Muy, pero muy cerca de la Basílica Papal de Santa María Mayor, a media calle, en un callejoncito, se encuentra esta preciosidad de iglesia. Es encontrarse de repente, con una joya que por su estructura externa no dice nada y por dentro es de no creérselo.

Su nombre lleva el nombre de la hija del senador romano Pudente, discípulo de San Pablo. Era hermana de Santa Pudenciana. La leyenda cuenta que a las dos hermanas las asesinaron porque se dedicaron a enterrar a los mártires de las persecuciones de Antonino Pío en los pozos ubicados en las tierras propiedad de su padre. Otra creencia relacionada con esta iglesia es que la larga mesa de mármol situada a la izquierda de la nave, servía de lecho al santo que allí dormía en penitencia, mientras que la urna colocada bajo el dintel de la entrada, contiene los huesos de San Valentín, protector de amantes.

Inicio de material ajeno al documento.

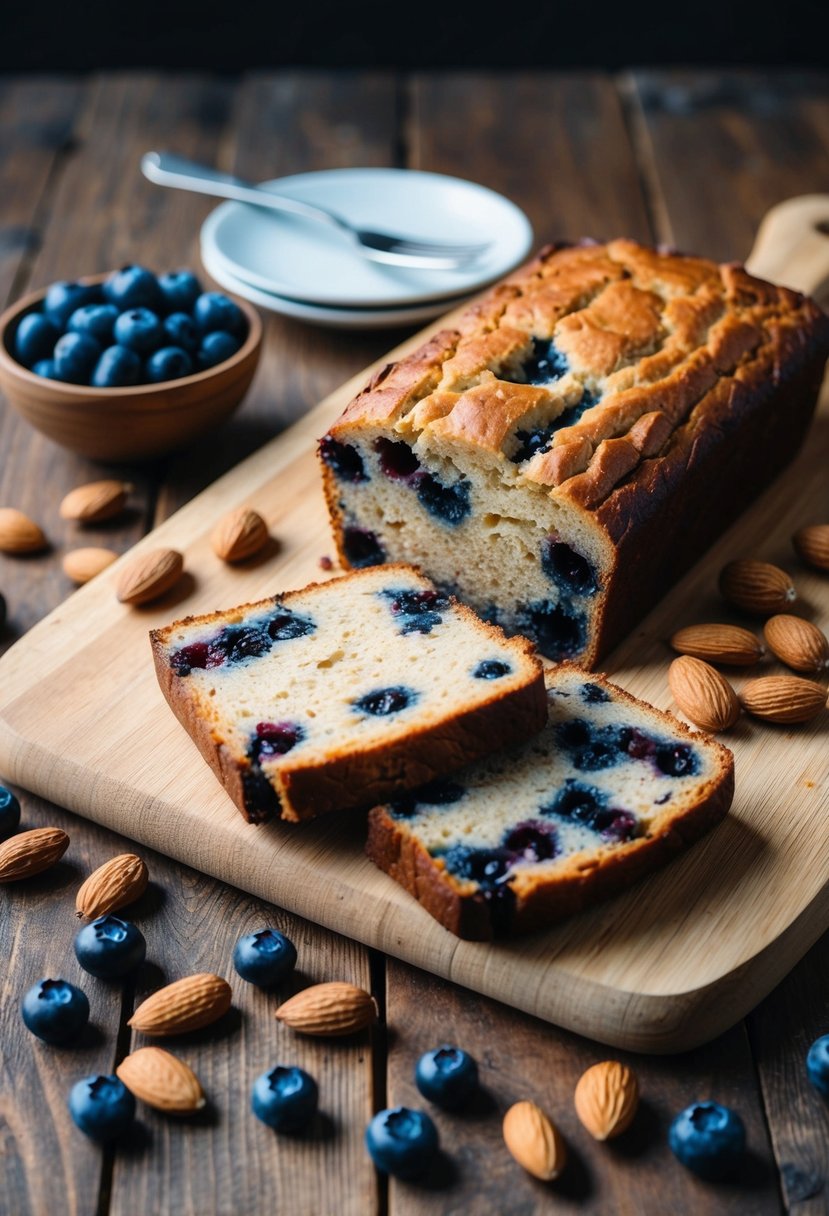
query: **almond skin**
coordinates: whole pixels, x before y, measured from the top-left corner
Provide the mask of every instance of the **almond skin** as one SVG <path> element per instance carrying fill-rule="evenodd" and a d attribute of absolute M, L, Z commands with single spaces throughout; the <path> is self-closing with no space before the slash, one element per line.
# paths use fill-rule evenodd
<path fill-rule="evenodd" d="M 115 1072 L 130 1093 L 156 1110 L 190 1115 L 205 1105 L 204 1090 L 193 1070 L 161 1047 L 139 1047 Z"/>
<path fill-rule="evenodd" d="M 0 553 L 39 553 L 48 544 L 28 515 L 14 507 L 0 507 Z"/>
<path fill-rule="evenodd" d="M 612 1140 L 633 1122 L 639 1105 L 635 1074 L 618 1060 L 604 1060 L 583 1073 L 574 1097 L 576 1114 L 594 1140 Z"/>
<path fill-rule="evenodd" d="M 763 629 L 772 654 L 795 671 L 816 675 L 829 667 L 829 641 L 811 621 L 799 616 L 773 616 Z"/>
<path fill-rule="evenodd" d="M 794 551 L 807 566 L 829 570 L 829 524 L 811 524 L 792 537 Z"/>
<path fill-rule="evenodd" d="M 785 612 L 797 599 L 794 583 L 785 570 L 770 562 L 750 558 L 723 566 L 720 594 L 729 604 L 751 616 Z"/>
<path fill-rule="evenodd" d="M 149 871 L 140 857 L 119 853 L 89 875 L 75 897 L 75 911 L 88 920 L 117 912 L 139 899 L 149 881 Z"/>
<path fill-rule="evenodd" d="M 0 844 L 0 882 L 17 882 L 42 874 L 63 857 L 69 837 L 60 828 L 18 832 Z"/>
<path fill-rule="evenodd" d="M 73 583 L 77 583 L 79 587 L 82 587 L 84 583 L 90 582 L 101 571 L 106 570 L 107 566 L 111 566 L 117 560 L 118 554 L 113 553 L 111 549 L 97 549 L 95 547 L 72 549 L 64 556 L 62 562 L 63 573 L 67 578 L 71 578 Z"/>
<path fill-rule="evenodd" d="M 740 701 L 755 718 L 794 724 L 817 717 L 826 705 L 826 689 L 799 676 L 761 676 L 746 684 Z"/>
<path fill-rule="evenodd" d="M 148 604 L 174 587 L 184 558 L 175 549 L 150 549 L 124 566 L 115 590 L 122 604 Z"/>
<path fill-rule="evenodd" d="M 355 984 L 334 980 L 304 988 L 280 1005 L 275 1016 L 301 1034 L 355 1034 L 377 1016 L 374 998 Z"/>
<path fill-rule="evenodd" d="M 671 646 L 679 654 L 727 667 L 752 667 L 766 653 L 759 638 L 739 625 L 688 625 L 677 630 Z"/>
<path fill-rule="evenodd" d="M 516 1102 L 504 1115 L 504 1143 L 518 1164 L 550 1182 L 558 1178 L 567 1160 L 564 1141 L 555 1125 L 535 1102 Z"/>
<path fill-rule="evenodd" d="M 713 735 L 728 730 L 740 716 L 734 689 L 702 659 L 687 654 L 674 659 L 668 668 L 668 684 L 686 718 Z"/>
<path fill-rule="evenodd" d="M 138 1006 L 127 1023 L 142 1034 L 185 1034 L 217 1021 L 230 1008 L 230 984 L 219 975 L 201 972 L 159 988 Z"/>
<path fill-rule="evenodd" d="M 132 486 L 123 481 L 90 481 L 70 490 L 60 504 L 61 519 L 79 524 L 98 524 L 114 519 L 126 506 Z"/>
<path fill-rule="evenodd" d="M 220 520 L 210 537 L 217 557 L 225 562 L 241 562 L 267 544 L 268 525 L 250 507 L 237 507 Z"/>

Basílica de Santa Práxedes (Basilica di Santa Prassede)
Basílica de Santa Práxedes (Basilica di Santa Prassede) FOTO: Alicia Romay

En cada iglesia en Roma, hay tantas y tantas historias, tantas y tantas leyendas... Cada una tiene su arte y cada una guarda sus tesoros. Seguir descubriéndolas es un deseo permanente, desde las basílicas más importantes hasta las más pequeñas iglesias y capillas escondidas en espacios poco frecuentados.